Eu e Edson reviramos a ETA na esperança de encontrar Nalvinha. Não estava na oficina, não estava no laboratório, não estava no restaurante; não estava em nenhum lugar! Suspeitamos então, que ela talvez estivesse fazendo mais algum trabalho, mas não queríamos criar expectativas. Continuamos a busca. As pessoas perceberam nosso real interesse e se propuseram a ajudar. Agora todos buscavam por Nalvinha. Era uma verdadeira caça ao tesouro. Já estávamos cansados e paramos para descansar próximo à copa, quando de repente, a suposta macumbeira sai do banheiro com um rolo de papel higiênico na mão. Todos olham com aquele olhar “Mas o que você está fazendo aqui?”, e ela pergunta assustada:
- O... O que foi? Será que eu não posso “cagar” agora?
- NALVINHA! – gritamos eu e Edson – Você não acredita o quanto a procuramos. Será que você não nos daria alguns minutinhos para uma entrevista.
- Entrevista? Mais que “diacho” de entrevista é esta? Pra quê?
- Ora, por causa da galinha... Quero dizer, por causa da ave no laboratório. – disse a ela.
- Ah, mas não teve nada de...
- Não precisa dizer nada agora. – cortou Edson - Vamos até a copa conversar.
Nalvinha aceitou nossa proposta e nos dirigimos até a copa. Deixei Edson encarregado das filmagens, enquanto eu, com perguntas prontas no papel, me preparava para fazê-las. Deixamos Nalvinha sentada numa cadeira e iniciamos a entrevista.
- Nalvinha... Estórias rondam por toda a ETA e que tem VOCÊ como principal envolvida. O que a senhora estava fazendo com uma GALINHA PRETA dentro do laboratório?

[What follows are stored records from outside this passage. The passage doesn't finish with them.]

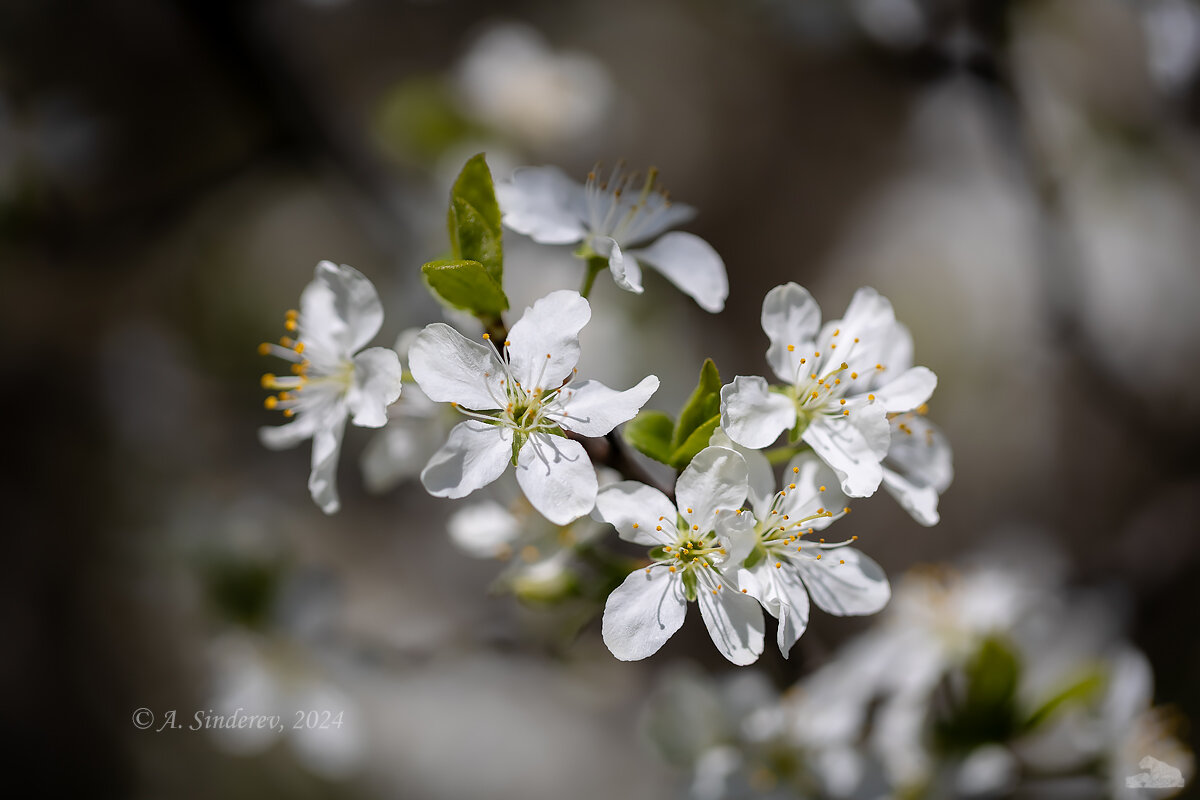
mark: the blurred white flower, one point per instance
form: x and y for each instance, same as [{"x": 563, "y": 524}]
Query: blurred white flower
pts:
[
  {"x": 691, "y": 547},
  {"x": 520, "y": 402},
  {"x": 340, "y": 312},
  {"x": 511, "y": 82},
  {"x": 606, "y": 216}
]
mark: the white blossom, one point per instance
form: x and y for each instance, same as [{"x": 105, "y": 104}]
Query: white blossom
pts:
[
  {"x": 520, "y": 398},
  {"x": 790, "y": 563},
  {"x": 331, "y": 380},
  {"x": 696, "y": 549},
  {"x": 607, "y": 217},
  {"x": 839, "y": 384}
]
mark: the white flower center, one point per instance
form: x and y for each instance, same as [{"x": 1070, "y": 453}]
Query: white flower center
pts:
[
  {"x": 617, "y": 210},
  {"x": 322, "y": 376}
]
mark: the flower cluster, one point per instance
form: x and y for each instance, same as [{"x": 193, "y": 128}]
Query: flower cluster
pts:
[{"x": 732, "y": 536}]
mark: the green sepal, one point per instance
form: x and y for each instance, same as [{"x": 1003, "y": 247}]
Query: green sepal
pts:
[
  {"x": 689, "y": 584},
  {"x": 696, "y": 441},
  {"x": 519, "y": 440},
  {"x": 701, "y": 407},
  {"x": 466, "y": 284},
  {"x": 1080, "y": 690},
  {"x": 474, "y": 218},
  {"x": 756, "y": 557},
  {"x": 651, "y": 433}
]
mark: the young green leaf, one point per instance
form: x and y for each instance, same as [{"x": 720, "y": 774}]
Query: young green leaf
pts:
[
  {"x": 474, "y": 218},
  {"x": 695, "y": 441},
  {"x": 651, "y": 432},
  {"x": 701, "y": 407},
  {"x": 466, "y": 284}
]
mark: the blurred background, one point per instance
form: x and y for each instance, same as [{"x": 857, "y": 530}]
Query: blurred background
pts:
[{"x": 1019, "y": 178}]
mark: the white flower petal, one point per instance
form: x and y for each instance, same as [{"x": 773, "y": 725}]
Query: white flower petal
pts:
[
  {"x": 693, "y": 265},
  {"x": 642, "y": 613},
  {"x": 751, "y": 414},
  {"x": 810, "y": 476},
  {"x": 557, "y": 476},
  {"x": 340, "y": 311},
  {"x": 855, "y": 588},
  {"x": 281, "y": 437},
  {"x": 593, "y": 409},
  {"x": 627, "y": 272},
  {"x": 785, "y": 597},
  {"x": 921, "y": 501},
  {"x": 451, "y": 368},
  {"x": 868, "y": 318},
  {"x": 714, "y": 480},
  {"x": 761, "y": 477},
  {"x": 327, "y": 446},
  {"x": 628, "y": 503},
  {"x": 737, "y": 533},
  {"x": 399, "y": 452},
  {"x": 909, "y": 390},
  {"x": 790, "y": 317},
  {"x": 852, "y": 446},
  {"x": 733, "y": 621},
  {"x": 377, "y": 383},
  {"x": 544, "y": 204},
  {"x": 483, "y": 529},
  {"x": 474, "y": 455},
  {"x": 550, "y": 328}
]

- Eu? Mas eu estava tirando um que...
- Eu sei que você estava trabalhando com a limpeza do local, mas me explique esta estória direito.
- Pois é isso que eu quero explicar. É que eu encon...
- Nalvinha, o que você tem a dizer sobre os pratos de barro encontrados em frente à empresa. Você acredita em macumba?
- Macumba? Deus me livre! Sou católica apostólica baiana... Digo...
- Então quer dizer que você tem contato com esse tipo de coisa?
- É isso que eu quero dizer, eu não tinha...
- Tá certo. Você não faz parte do candomblé, mas simpatiza com despachos nos fins de noite?
- Não!
- Então me expli...
- DEIXA EU EXPLICAR!!! – berrou Nalvinha
- Tá... Tá certo – concordamos assustados.
- Não teve nada de galinha preta, macumba ou despacho. Eu estava tirando um Quero-Quero de dentro do laboratório...
- QUERO-QUERO? – indagamos surpresos.
- Sim! É aquele bichinho com a perna fina. Essa estória de galinha preta é invenção do povo que não tem o que fazer. Sou católica e não acredito nessas coisas não!
Não sou jornalista, mas isto é um baita “furo jornalístico”; graças à rádio peão.